My mum said that even though she was recently widowed, by the way. So not all relatives are difficult.

ComposHat · 05/03/2012 12:24

Thanks everyone,really great to get such a range of views.

Our families live several hundred miles apart, so there's no easy way of getting a venue (wolverhampton and eastbourne) that suits both families and Scotland is very much our home.

I am worried that if we start okaying extended families it will snowball 'well if you invite Aunty x, then you should ask Uncle Y and what about your cousins, they asked you to their wedding' there will also be the expectation of a sit down meal - which pushes it into painfully expensive territory.

At this stage the elopement looks on!

OP posts:
diddl · 05/03/2012 12:30

I think that you should elope if that´s what you want to do-not because you can´t get your mum in line!

PurplePidjin · 05/03/2012 12:56

Every time your mum has a "suggestion" tell her that you expect her to pay for it.

Either you get a free wedding, or she does it your way...

OTheHugeManatee · 05/03/2012 12:59

OP, is your mother offering to pay or trying to control an event you're paying for?

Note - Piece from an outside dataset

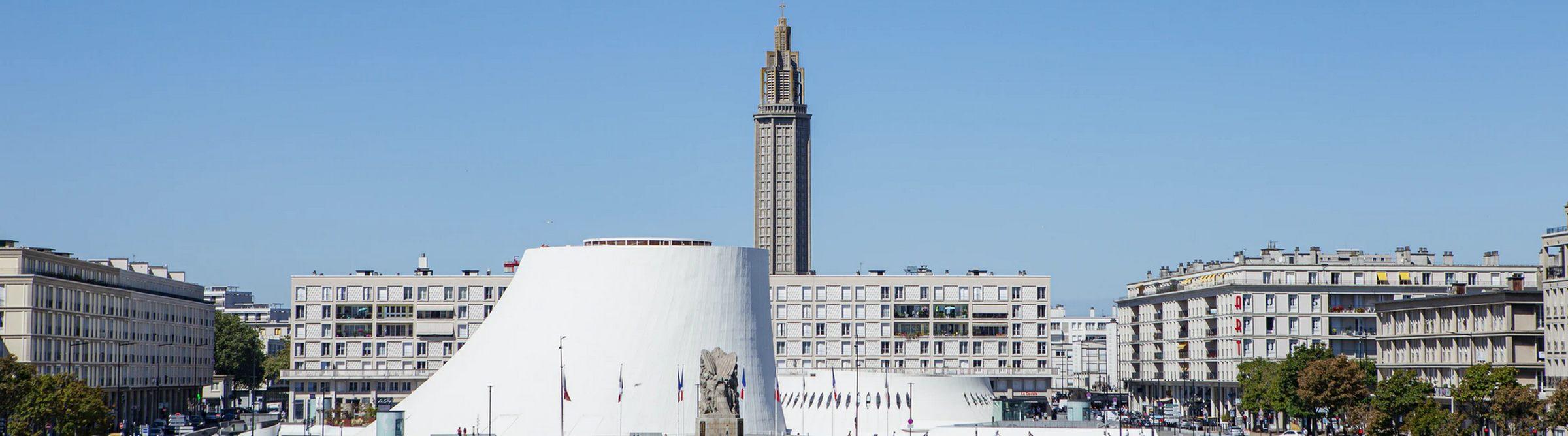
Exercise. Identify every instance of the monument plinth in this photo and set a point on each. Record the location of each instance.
(719, 405)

If she's paying then it's maybe fair she has a say in where and how big - after all she'll be footing the bill. If she's not paying (it sounds as though she isn't), she can bloody well respect your decisions.

Tell her if she wants a celebration for all of Rabbit's friends and relations she can organise and host it herself for after the honeymoon, with you and Mrs ComposHat as guests of honour darn sarf; but that you'll be doing the wedding your way, to suit your budget and she can come or not as she likes. Also that the alternative to doing it your way is you and your fiancee leaving the country and having a private ceremony with no members of the family present, and does she really want to be responsible for that?

Seriously, you're going to have to confront her - while eloping might seem like the line of least resistance I doubt it will be in the long run. Whichever way you slice it you're going to have to confront her; at least if you offer her the choice (pay for it herself, put up and shut up or be responsible for the two of you eloping) you can say it's her fault if other family members whinge.

ComposHat · 05/03/2012 14:06

No, she's not paying. We want to pay for it ourselves, because it is our day and wouldn't expect anyone else to fund it. Equally we don't want anyone else dictating terms.

I might try talking it through with my sister, she might have a better sense of how the land lies and what the reaction may be.

OP posts:
ComposHat · 05/03/2012 14:11

girlwithalama I honestly can't see my Aunty being arsed one eat or other. - it is my mum second guessing.

We both have large-ish extended families, so if one is invited, there will be whole bloody tribes she'll want to come.

OP posts:
NorthernChinchilla · 05/03/2012 15:24

That's exactly it compo, it's the snowballing... 'if you invite X, then Y must come, and if Y is going, then you have to invite their children... and all of a sudden Wills 'n' Kate's do at the Cathedral looks low-key.

One of the reasons I haven't done it too!

YANBU to elope at all, but be aware that it may cause some big family issues, especially from those who are aware that they may be the reason you eloped!

nemno · 05/03/2012 15:42

I absolutely don't mind how my children marry but I would be devastated not to be there. I would try not to show my upset if excluded just as my PIL's didn't when my BIL got married in Vegas. The family was really upset but BIL and SIL are unaware of that AFAIK. Nobody tried to interfere in the arrangements on our side of the family but I think her family did, eloping probably was easier. Honestly witnessing the distress was horrible, all the while the groom and bride were oblivious.